Olivier Baroux et Tarek Boudali

Réalisateur-scénariste, acteur

Olivier Baroux et Tarek Boudali viennent présenter la comédie « Menteur ». Si l’acteur est décontracté, le réalisateur a l’air un peu plus tendu, visiblement fatigué par les nombreuses avant-premières publiques qu’il vient d’enchaîner. Mais l’échange est plutôt bon enfant.

Entretien Menteur
© Gaumont Distribution

Le lien qu’on peut établir entre mensonge et fiction est-il un atout ou une difficulté ?

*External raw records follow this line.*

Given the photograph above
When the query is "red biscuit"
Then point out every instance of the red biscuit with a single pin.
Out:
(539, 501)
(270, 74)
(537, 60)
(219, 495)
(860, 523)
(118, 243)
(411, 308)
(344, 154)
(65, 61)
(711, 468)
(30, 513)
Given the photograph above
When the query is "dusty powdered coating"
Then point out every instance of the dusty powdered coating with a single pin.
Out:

Olivier Baroux : « C’est une mise en abyme, parce qu’effectivement le cinéma, c’est du mensonge. Pour ce film, c’est une adaptation [NLDR : un film québécois du même titre réalisé par Émile Gaudreault, sorti en 2019 mais pas en France], et ce qui m’a plu, c’est justement le mensonge. C’est la mécanique qui m’a attiré, le dispositif de comédie : un menteur qui voit tous ses mensonges se réaliser. Et le sujet est universel : de 7 à 77 ans, tout le monde est concerné par le mensonge. D’ailleurs, on ne pourrait pas vivre sans mensonge, sinon ce serait l’anarchie. Dans "Menteur", on traite de toutes les formes de mensonges : ceux sans gravité, ceux qui permettent de faciliter la vie, la mythomanie, les mensonges dangereux qui peuvent faire mal… Tout cela de manière légère, sous forme de comédie. »

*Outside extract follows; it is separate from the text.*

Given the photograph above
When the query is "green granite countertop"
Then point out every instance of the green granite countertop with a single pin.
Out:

La baleine, c’est un clin d’œil à Pinocchio ?

Olivier Baroux : « Non, pas du tout. Mais ça aurait pu ! Ce détail n’est pas dans le film québécois. Ça fait partie des mensonges poétiques : si le personnage dit ça, c’est qu’il voudrait vraiment qu’il y ait des baleines dans la baie de Nice. Il rêve, c’est un mensonge sympathique. »

C’est vrai qu’il y a une diversité de mensonges : quand il aborde la gamine en lui parlant du « Canichtan », par exemple, c’est très bienveillant.

Olivier Baroux : « Dans le film québécois, c’était autre chose mais c’était gentil aussi. Nous, ça nous faisait marrer et un adulte pourrait dire ça à une petite fille, imaginer qu’il y ait un pays de caniches. Pourquoi pas ? En Nouvelle-Zélande, il y a bien plus de moutons que d’habitants ! »

Quelles sont les différences avec le scénario du film québécois ?

Olivier Baroux : « J’ai gardé le meilleur du film, qui est excellent mais qui est vraiment fait pour le public québécois, avec cette culture nord-américaine qu’on a aussi mais beaucoup moins. Dans la version québécoise, le personnage est assez antipathique, on s’attache tardivement à lui. C’est peut-être, selon moi, le seul défaut du film. Je ne voulais pas ça, je voulais qu’on s’attache au personnage et qu’on le prenne comme un grand enfant qui se fait chopper en train de plonger le doigt dans la confiture. Il fallait que ce soit un feel-good movie familial. Donc il fallait accélérer, pour qu’il soit énervant cinq minutes mais pas plus. »

Qu’en est-il des moines ? Pourquoi cette introduction un peu mystique ?

Olivier Baroux : « Il y a ça dans le film québécois mais avec des moines tibétains. Moi, j’aime bien l’ambiance des moines catholiques, les costumes… Et j’adorais l’idée du mont Canigou qu’on est allé filmer en faisant croire que ce monastère était sur la Côte d’Azur. Et dans le délire mystique et religieux, je trouvais logique d’avoir des moines qui prennent ça comme un signe divin. »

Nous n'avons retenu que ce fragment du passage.